In Österreich werden nicht nur Immobilien und Vermögen vererbt, sondern zumeist auch der Bildungserfolg. Einer der einflussreichsten Soziologen des 20. Jahrhunderts, Pierre Bourdieu, erweiterte den Kapitalbegriff, um die gesellschaftliche „Reproduktion sozialer Ungleichheit“ zu erklären. Neben ökonomischem Kapital etablierte der Franzose subtilere, aber nicht weniger wirkmächtige Formen, die Einfluss auf die Startbedingungen im Leben haben. Wir sind mit mehr kulturellem, sozialem und symbolischem Kapital ausgestattet, oder weniger. „Für meine Arbeit zur Weiterentwicklung des Bildungssystem ist Bourdieus Theorie zentral und immer noch gültig.
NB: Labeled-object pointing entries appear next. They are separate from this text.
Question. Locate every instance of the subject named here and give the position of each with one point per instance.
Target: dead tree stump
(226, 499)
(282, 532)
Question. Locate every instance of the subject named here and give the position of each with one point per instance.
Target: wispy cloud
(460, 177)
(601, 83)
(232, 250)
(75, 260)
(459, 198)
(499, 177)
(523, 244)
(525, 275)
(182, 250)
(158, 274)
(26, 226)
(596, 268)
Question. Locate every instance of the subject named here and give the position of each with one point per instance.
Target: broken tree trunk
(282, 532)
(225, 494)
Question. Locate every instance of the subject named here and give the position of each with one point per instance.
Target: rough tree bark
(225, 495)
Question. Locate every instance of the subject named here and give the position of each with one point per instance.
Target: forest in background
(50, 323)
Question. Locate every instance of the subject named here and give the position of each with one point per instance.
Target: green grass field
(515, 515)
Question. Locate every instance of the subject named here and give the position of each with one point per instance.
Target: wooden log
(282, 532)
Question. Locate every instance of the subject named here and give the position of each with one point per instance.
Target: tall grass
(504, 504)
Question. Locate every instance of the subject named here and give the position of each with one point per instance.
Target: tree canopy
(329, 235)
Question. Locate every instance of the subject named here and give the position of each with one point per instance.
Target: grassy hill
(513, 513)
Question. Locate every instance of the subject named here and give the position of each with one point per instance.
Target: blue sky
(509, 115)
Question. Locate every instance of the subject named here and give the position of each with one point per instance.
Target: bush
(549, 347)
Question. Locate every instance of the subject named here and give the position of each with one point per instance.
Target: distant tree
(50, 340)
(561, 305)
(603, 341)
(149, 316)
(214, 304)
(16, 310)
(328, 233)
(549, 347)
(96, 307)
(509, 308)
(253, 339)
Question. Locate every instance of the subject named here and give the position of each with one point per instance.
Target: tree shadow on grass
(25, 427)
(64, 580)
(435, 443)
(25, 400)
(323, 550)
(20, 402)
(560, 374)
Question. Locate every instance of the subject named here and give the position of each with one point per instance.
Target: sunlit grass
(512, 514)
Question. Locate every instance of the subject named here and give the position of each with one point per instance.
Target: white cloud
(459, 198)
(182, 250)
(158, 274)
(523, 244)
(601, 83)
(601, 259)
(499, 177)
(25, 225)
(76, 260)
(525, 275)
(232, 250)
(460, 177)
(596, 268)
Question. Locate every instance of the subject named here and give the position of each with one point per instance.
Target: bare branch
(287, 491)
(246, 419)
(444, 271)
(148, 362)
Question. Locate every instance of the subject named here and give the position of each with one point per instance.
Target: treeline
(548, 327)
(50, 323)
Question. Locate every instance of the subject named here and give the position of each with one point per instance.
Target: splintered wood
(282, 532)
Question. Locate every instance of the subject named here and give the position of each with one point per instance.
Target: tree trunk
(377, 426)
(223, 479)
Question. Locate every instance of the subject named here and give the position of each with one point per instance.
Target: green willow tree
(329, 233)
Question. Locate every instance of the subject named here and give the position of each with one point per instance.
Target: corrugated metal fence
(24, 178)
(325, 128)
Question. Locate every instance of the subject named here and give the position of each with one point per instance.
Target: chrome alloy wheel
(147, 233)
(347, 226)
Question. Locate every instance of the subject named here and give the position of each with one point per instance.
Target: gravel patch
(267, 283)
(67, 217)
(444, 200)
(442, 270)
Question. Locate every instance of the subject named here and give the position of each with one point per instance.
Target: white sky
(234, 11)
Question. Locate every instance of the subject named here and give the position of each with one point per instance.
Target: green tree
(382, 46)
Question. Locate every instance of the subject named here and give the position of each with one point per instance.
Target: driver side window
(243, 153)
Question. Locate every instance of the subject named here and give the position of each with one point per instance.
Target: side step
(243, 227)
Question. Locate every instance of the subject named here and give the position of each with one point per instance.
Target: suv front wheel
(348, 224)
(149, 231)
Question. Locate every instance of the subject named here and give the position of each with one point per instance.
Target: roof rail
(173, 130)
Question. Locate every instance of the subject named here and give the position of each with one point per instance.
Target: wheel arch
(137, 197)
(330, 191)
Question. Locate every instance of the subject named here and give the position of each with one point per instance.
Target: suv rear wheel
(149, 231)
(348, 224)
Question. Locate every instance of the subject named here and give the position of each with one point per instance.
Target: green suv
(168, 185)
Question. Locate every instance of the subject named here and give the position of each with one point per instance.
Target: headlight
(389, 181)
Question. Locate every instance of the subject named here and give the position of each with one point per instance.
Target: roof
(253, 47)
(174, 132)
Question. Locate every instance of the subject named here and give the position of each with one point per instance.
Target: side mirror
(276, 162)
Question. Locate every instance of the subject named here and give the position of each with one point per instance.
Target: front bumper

Er hat die Soziologie in den 1970-ern umgekrempelt mit seiner Perspektive und steht – in unserer Migrationsgesellschaft mit teilweise kaum überwundenen Geschlechterstereotypen – wieder im Fokus“, erklärt Michael Holzmayer, Bildungssoziologe an der KPH Wien/Niederösterreich. Ihn interessiert, worauf Unterschiede im Bildungserfolg ab dem Kindesalter beruhen und mit welchen sozialen Faktoren sie sich begründen lassen. Bourdieus Studien aus Frankreich sind nicht eins zu eins auf das österreichische System übertragbar, aber ein gutes Fundament für seine Forschung zu sozialer Ungleichheit.

An der KPH werden Lehrer*innen für die Primarstufe ausgebildet. Und hier sieht Michael Holzmayer einen ersten Ansatzpunkt weil gerade in der Volksschule Schüler*innen aus allen gesellschaftlichen Schichten zusammenkommen. Der deutsche Soziologe Aladin El-Mafaalani schreibt, dass die Schule an der Mittelschicht orientiert ist – die Randlagen werden zuwenig beachtet.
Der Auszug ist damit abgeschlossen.